Witnesses detailed assassinations and political payoffs, among other thuggish tactics to distribute drugs across the U.S. border. He was found guilty of trafficking over 440,000 pounds of cocaine and will likely have $14 billion in assets seized by U.S. officials (RELATED: The El Chapo Trial Starts Tuesday. Here’s What You Need To Know)
Guzmán’s conviction came after prosecutors amassed a sizable amount of evidence, demonstrating a remarkable degree of penetration into the syndicate’s inner workings, according to John Horn, a former U.S. attorney who prosecuted similar cases but is now working in private practice.
“There does need to be a conviction of somebody like Chapo Guzmán, both for the symbolism and the pure factor of justice being served,” Horn told reporters before the verdict. “It does show that . . . for somebody at his level, justice will be done, it will be served.

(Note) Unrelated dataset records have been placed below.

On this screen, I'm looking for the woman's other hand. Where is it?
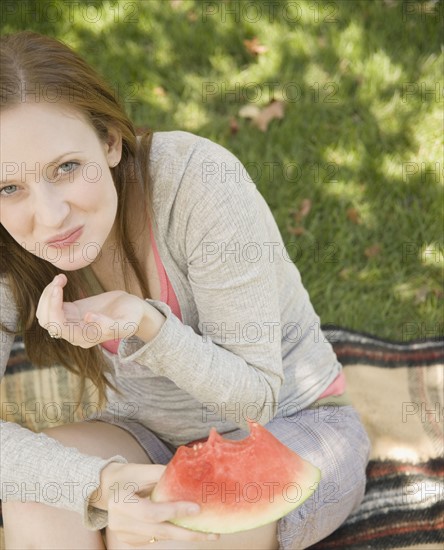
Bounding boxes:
[89,462,218,547]
[36,274,165,349]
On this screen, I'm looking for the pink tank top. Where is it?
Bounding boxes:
[101,226,345,399]
[101,226,182,354]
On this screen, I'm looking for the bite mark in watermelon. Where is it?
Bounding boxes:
[151,421,321,533]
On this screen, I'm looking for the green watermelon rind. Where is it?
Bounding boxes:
[151,461,321,534]
[150,421,322,534]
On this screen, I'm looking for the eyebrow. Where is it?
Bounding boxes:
[0,151,84,185]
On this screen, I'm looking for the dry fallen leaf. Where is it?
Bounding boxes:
[153,86,166,97]
[187,10,198,23]
[287,226,305,235]
[239,101,284,132]
[299,199,311,218]
[364,244,381,258]
[230,117,239,135]
[415,286,430,304]
[244,36,268,55]
[239,105,261,118]
[339,267,351,281]
[290,199,311,223]
[347,208,362,225]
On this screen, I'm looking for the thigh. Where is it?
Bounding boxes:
[267,406,370,550]
[43,420,152,464]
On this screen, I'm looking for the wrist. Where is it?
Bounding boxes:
[89,462,125,510]
[135,301,166,342]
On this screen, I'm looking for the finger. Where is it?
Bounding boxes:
[36,273,68,326]
[115,523,220,548]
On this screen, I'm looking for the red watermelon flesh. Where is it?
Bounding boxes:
[151,422,321,533]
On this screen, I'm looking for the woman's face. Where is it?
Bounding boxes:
[0,102,121,271]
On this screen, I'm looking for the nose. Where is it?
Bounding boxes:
[33,181,71,229]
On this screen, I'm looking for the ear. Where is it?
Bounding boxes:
[104,128,122,168]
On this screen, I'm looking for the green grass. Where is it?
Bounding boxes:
[1,0,444,341]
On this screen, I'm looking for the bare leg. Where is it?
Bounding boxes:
[2,422,151,550]
[106,522,279,550]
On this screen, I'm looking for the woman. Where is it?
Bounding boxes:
[0,31,369,549]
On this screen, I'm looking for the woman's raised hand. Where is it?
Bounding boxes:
[36,274,161,348]
[94,462,218,548]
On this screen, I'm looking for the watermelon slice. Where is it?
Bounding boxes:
[151,421,321,533]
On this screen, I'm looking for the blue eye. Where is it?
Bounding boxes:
[59,161,79,174]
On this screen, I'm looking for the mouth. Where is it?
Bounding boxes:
[46,225,84,246]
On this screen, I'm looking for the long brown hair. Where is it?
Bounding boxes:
[0,31,154,405]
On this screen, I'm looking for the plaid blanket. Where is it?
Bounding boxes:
[0,326,444,550]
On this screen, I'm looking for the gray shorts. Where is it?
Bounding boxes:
[96,405,370,550]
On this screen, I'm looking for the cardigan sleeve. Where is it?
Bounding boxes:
[0,280,127,530]
[115,139,283,428]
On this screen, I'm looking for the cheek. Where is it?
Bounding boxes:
[0,202,32,237]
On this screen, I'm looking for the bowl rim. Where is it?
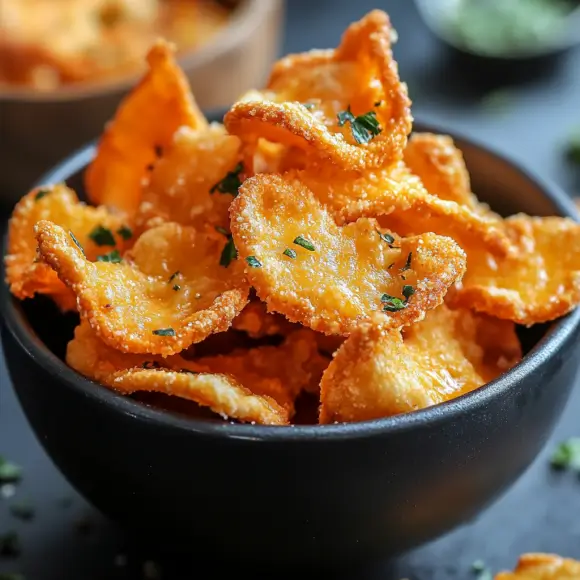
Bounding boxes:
[0,0,284,103]
[414,0,580,64]
[0,121,580,443]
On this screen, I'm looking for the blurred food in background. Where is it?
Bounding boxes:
[0,0,231,91]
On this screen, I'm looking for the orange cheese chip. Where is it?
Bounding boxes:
[85,40,207,215]
[404,133,480,211]
[136,123,241,230]
[224,10,412,170]
[36,221,249,356]
[66,321,302,425]
[320,304,522,423]
[453,215,580,326]
[495,554,580,580]
[5,184,132,310]
[230,175,465,334]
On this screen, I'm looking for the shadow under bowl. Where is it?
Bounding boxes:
[0,123,580,570]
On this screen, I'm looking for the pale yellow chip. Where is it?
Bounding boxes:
[5,184,132,310]
[36,221,249,356]
[224,10,412,170]
[85,40,207,215]
[320,304,522,423]
[66,321,296,425]
[453,215,580,326]
[136,123,242,230]
[495,554,580,580]
[300,164,511,255]
[404,133,479,211]
[230,174,465,334]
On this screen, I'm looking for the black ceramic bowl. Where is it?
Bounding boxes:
[1,120,580,570]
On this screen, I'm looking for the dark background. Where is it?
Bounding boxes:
[0,0,580,580]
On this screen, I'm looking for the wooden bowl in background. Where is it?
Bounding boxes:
[0,0,284,207]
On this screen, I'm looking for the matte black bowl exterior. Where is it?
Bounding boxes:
[0,122,580,568]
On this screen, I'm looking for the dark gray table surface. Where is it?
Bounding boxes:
[0,0,580,580]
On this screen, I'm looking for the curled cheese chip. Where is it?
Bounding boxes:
[230,174,465,334]
[232,300,296,338]
[224,10,412,170]
[196,329,330,417]
[495,554,580,580]
[5,184,131,310]
[404,133,479,210]
[136,123,240,229]
[66,321,290,425]
[111,369,289,425]
[85,40,207,215]
[320,304,522,423]
[334,165,512,256]
[453,215,580,326]
[36,221,249,356]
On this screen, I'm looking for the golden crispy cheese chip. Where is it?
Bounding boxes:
[495,554,580,580]
[224,10,412,170]
[136,123,242,230]
[320,304,522,423]
[453,215,580,326]
[5,184,132,310]
[404,133,479,211]
[230,174,465,334]
[196,328,330,417]
[85,40,207,215]
[66,321,290,425]
[334,165,512,256]
[232,300,298,338]
[36,221,249,356]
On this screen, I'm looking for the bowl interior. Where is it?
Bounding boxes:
[4,113,576,428]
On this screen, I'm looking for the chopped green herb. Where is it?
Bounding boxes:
[117,226,133,240]
[141,360,161,371]
[153,328,175,336]
[381,294,407,312]
[10,501,35,521]
[293,236,315,252]
[337,105,382,145]
[377,230,395,246]
[220,234,238,268]
[568,130,580,165]
[68,230,86,257]
[551,437,580,472]
[89,225,116,246]
[0,531,21,558]
[97,250,123,264]
[34,189,50,201]
[471,560,493,580]
[0,456,22,483]
[209,163,244,197]
[400,252,413,272]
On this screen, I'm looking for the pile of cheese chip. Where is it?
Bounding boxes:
[6,11,580,425]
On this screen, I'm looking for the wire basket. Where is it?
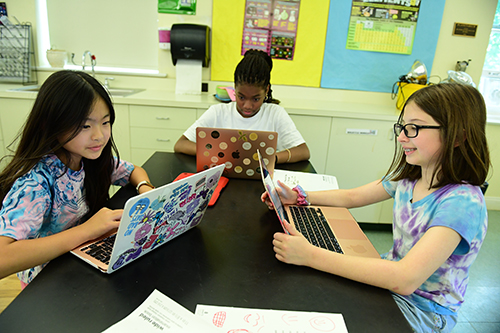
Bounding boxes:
[0,16,38,84]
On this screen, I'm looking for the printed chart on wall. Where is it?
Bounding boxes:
[346,0,420,54]
[241,0,300,60]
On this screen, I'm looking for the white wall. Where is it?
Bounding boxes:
[7,0,497,93]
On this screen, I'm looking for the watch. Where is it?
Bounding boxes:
[135,180,155,193]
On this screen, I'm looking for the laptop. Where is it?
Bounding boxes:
[257,151,380,258]
[196,127,278,180]
[71,165,224,274]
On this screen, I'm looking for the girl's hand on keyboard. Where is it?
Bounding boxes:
[80,208,123,240]
[273,222,314,266]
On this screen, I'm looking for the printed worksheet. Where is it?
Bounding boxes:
[273,169,339,191]
[195,304,347,333]
[104,289,218,333]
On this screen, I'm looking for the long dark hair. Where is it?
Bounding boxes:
[234,50,280,104]
[0,70,119,218]
[386,83,490,188]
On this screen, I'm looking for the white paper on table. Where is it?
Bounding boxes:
[104,289,218,333]
[195,304,347,333]
[175,59,203,95]
[273,169,339,191]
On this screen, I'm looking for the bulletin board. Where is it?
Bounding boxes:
[211,0,330,87]
[321,0,445,92]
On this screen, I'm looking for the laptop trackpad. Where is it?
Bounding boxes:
[328,219,366,240]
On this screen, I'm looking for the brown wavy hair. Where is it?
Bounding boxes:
[386,83,491,188]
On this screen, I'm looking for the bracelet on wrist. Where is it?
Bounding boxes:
[292,185,311,206]
[135,180,155,193]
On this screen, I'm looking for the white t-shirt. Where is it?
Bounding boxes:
[184,102,305,151]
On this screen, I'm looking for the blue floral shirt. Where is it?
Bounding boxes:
[382,179,488,315]
[0,154,134,283]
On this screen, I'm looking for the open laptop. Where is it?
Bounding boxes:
[257,151,380,258]
[71,165,224,274]
[196,127,278,179]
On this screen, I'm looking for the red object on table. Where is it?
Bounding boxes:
[174,172,229,206]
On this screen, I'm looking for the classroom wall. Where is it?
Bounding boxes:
[7,0,500,200]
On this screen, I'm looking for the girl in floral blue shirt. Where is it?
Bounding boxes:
[262,83,490,332]
[0,70,152,286]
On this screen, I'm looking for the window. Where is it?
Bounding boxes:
[478,1,500,115]
[38,0,158,73]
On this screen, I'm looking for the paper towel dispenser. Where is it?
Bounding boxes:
[170,23,210,67]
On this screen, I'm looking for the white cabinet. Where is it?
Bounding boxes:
[0,98,35,168]
[130,105,196,165]
[326,118,396,223]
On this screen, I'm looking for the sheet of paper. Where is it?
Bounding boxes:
[104,289,218,333]
[195,304,347,333]
[273,169,339,191]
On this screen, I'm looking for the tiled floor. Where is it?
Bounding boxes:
[363,211,500,333]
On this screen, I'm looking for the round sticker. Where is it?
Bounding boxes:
[241,142,252,150]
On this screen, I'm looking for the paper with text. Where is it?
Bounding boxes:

It’s an incredibly powerful victory for DOJ, for law enforcement.”
Guzmán’s lawyers claim he was set up as a scapegoat and spent the duration of the trial attacking the credibility of witnesses, many of whom have extensive criminal histories. Stories of the Guzmán’s life and sorted dealings were leached out into the public realm during the course of the trial, which lasted less than three months.
His story is one of legend. Guzman once paid $100 million to former President Enrique Pena Nieto, Alex Cifuentes, a former close partner, told prosecutors. Pena Nieto, who served as the 57th president of Mexico between 2012 and 2018, has denied taking any bribes.
The Sinaloa Cartel also paid millions of dollars in bribes to Mexican officials at every level, Jesus Zambada, whose brother, Ismael “El Mayo” Zambada, worked alongside the notorious gangster and is still at large, told prosecutors.
Guzmán also earned a ruthless reputation in prison. He ordered a fellow prisoner killed after the man refused to shake his hand, which ignited a war between the cartels. Guzmán escaped prison in one instance in 2014 through a tunnel hidden beneath a bathtub — he was naked during the attempt.